In [1]:
from torchtext.data.utils import get_tokenizer
from torchtext.vocab import build_vocab_from_iterator
from torch.utils.data import DataLoader, TensorDataset
import torch.nn.functional as F
import torch.optim as optim
import torch.nn as nn
from datetime import datetime
from collections import Counter
import pandas as pd
import numpy as np
import torch
import csv
import os
import re

In [2]:
torch.manual_seed(256)
torch.cuda.manual_seed(256)
np.random.seed(256)

In [3]:
device = torch.device("cuda" if torch.cuda.is_available() else "cpu")
print(f"Using {device} device.")

Using cpu device.


## 2.1 Word embedding

1. Read txt files and tokenize them to obtain train/validation/test lists of words.

In [4]:
TOKENIZER = get_tokenizer("basic_english")


def read_txt_files(datapath):
    files = os.listdir(datapath)
    files = [datapath + f for f in files if f.endswith(".txt")]

    lines = []
    for f_name in files:
        with open(f_name) as f:
            lines += f.readlines()
    return lines


def tokenize(lines, tokenizer=TOKENIZER):
    list_text = []
    for line in lines:
        list_text += tokenizer(line)
    return list_text


def yield_tokens(lines, tokenizer=TOKENIZER):
    no_digits = "\w*[0-9]+\w*"  # Regex to match words containing numbers
    no_names = "\w*[A-Z]+\w*"  # Regex to match words with capital letters (names)
    no_spaces = "\s+"  # Regex to match sequences of whitespace

    # Processing each line to remove digits, names, and extra spaces
    for line in lines:
        line = re.sub(no_digits, " ", line)
        line = re.sub(no_names, " ", line)
        line = re.sub(no_spaces, " ", line)
        # Yielding the tokenized and cleaned line
        yield tokenizer(line)

In [5]:
GENERATED_PATH = "./generated/"  # Path where generated data files are stored

# Check if the training data file already exists in the generated path
if os.path.isfile(GENERATED_PATH + "words_train.pt"):
    # Load preprocessed training, validation, and test word lists from .pt files
    words_train = torch.load(GENERATED_PATH + "words_train.pt")
    words_val = torch.load(GENERATED_PATH + "words_val.pt")
    words_test = torch.load(GENERATED_PATH + "words_test.pt")
else:
    # If preprocessed data does not exist, read text files
    lines_books_train = read_txt_files("data/data_train/")
    lines_books_val = read_txt_files("data/data_val/")
    lines_books_test = read_txt_files("data/data_test/")

    # Tokenize the lines from train, validation, and test datasets
    words_train = tokenize(lines_books_train)
    words_val = tokenize(lines_books_val)
    words_test = tokenize(lines_books_test)

    # Save the tokenized word lists to .pt files
    torch.save(words_train, GENERATED_PATH + "words_train.pt")
    torch.save(words_val, GENERATED_PATH + "words_val.pt")
    torch.save(words_test, GENERATED_PATH + "words_test.pt")

2. Define a vocabulary based on the training dataset.

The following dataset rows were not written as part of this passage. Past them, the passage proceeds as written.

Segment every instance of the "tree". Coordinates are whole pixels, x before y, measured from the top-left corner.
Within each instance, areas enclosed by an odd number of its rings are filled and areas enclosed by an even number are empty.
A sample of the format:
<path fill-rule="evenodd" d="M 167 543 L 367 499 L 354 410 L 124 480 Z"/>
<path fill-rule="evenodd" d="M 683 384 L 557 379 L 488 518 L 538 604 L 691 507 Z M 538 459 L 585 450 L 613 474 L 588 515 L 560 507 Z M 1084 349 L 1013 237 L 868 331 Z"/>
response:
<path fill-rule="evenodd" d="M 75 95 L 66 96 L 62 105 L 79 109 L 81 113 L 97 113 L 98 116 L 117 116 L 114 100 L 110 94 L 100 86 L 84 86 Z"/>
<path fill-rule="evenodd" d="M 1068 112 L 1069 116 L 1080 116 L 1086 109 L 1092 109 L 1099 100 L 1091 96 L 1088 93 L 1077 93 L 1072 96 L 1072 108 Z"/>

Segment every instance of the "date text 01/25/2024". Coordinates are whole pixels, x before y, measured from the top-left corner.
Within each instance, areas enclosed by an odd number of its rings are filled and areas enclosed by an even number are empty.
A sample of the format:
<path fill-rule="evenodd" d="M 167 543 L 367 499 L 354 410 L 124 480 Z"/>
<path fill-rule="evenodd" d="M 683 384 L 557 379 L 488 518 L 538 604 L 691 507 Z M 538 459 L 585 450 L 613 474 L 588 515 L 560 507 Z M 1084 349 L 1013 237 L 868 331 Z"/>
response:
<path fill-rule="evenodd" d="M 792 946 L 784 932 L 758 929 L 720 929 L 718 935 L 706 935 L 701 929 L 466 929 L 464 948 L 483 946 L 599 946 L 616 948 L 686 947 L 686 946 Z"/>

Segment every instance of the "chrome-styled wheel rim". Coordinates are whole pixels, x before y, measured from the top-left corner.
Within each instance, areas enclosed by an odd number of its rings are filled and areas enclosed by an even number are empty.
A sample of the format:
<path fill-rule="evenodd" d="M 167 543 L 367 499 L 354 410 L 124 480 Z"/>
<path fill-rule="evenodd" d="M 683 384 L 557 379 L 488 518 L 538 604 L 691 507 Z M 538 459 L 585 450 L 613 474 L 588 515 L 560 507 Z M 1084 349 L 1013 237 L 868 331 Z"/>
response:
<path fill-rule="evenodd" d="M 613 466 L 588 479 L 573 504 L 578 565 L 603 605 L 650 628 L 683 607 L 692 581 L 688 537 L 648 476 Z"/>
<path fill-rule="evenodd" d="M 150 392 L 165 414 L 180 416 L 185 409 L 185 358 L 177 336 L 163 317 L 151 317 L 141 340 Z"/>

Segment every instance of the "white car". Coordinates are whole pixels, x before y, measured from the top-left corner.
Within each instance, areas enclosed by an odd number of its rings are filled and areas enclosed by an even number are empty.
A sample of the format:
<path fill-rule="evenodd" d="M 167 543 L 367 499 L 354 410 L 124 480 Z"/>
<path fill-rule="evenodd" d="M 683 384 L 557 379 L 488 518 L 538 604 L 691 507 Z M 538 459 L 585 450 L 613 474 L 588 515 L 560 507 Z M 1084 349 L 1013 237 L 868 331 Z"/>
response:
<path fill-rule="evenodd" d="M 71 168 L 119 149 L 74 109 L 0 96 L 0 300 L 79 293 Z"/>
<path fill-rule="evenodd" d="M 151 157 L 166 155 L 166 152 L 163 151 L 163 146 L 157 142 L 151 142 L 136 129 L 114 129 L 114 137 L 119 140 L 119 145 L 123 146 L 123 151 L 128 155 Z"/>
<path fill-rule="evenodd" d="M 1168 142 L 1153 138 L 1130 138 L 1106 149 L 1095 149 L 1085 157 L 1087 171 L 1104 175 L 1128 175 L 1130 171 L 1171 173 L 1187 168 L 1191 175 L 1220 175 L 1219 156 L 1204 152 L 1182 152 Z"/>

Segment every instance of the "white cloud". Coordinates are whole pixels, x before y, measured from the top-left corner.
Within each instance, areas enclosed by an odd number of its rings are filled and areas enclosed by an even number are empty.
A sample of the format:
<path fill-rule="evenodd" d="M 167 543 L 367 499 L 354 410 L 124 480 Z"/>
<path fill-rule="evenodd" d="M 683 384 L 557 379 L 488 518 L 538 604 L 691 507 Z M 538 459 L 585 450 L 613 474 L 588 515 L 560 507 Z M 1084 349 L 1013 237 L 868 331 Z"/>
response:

To avoid getting a too large vocabulary, a solution can be to keep only words that appear at least 100 times in the training dataset. Report the total number of words in the training dataset, the number of distinct words in the training dataset, and the size of the defined vocabulary. Comment on your results.

In [6]:
MIN_FREQ = 100


def create_vocabulary(lines, min_freq=MIN_FREQ):
    # Building vocabulary from an iterator of tokenized lines, filtering out infrequent tokens
    vocab = build_vocab_from_iterator(yield_tokens(lines), min_freq=min_freq, specials=["<unk>"])
    # Appending token "I", since we removed all words with an uppercase when building the vocabulary
    vocab.append_token("i")
    # Setting default index for unknown words
    vocab.set_default_index(vocab["<unk>"])
    return vocab

In [7]:
VOCAB_FILENAME = "vocabulary.pt"

# Check if the vocabulary file already exists in the generated path
if os.path.isfile(GENERATED_PATH + VOCAB_FILENAME):
    # Load the vocabulary from a file if it already exists
    vocab = torch.load(GENERATED_PATH + VOCAB_FILENAME)
else:
    # If the vocabulary file does not exist, create a new vocabulary from training data
    vocab = create_vocabulary(lines_books_train, min_freq=MIN_FREQ)
    # Save the newly created vocabulary to a file
    torch.save(vocab, GENERATED_PATH + VOCAB_FILENAME)

VOCAB_SIZE = len(vocab)

In [8]:
print(f"Total number of words in the training dataset: {len(words_train):,}")
print(f"Total number of words in the validation dataset: {len(words_val):,}")
print(f"Total number of words in the test dataset: {len(words_test):,}", end="\n\n")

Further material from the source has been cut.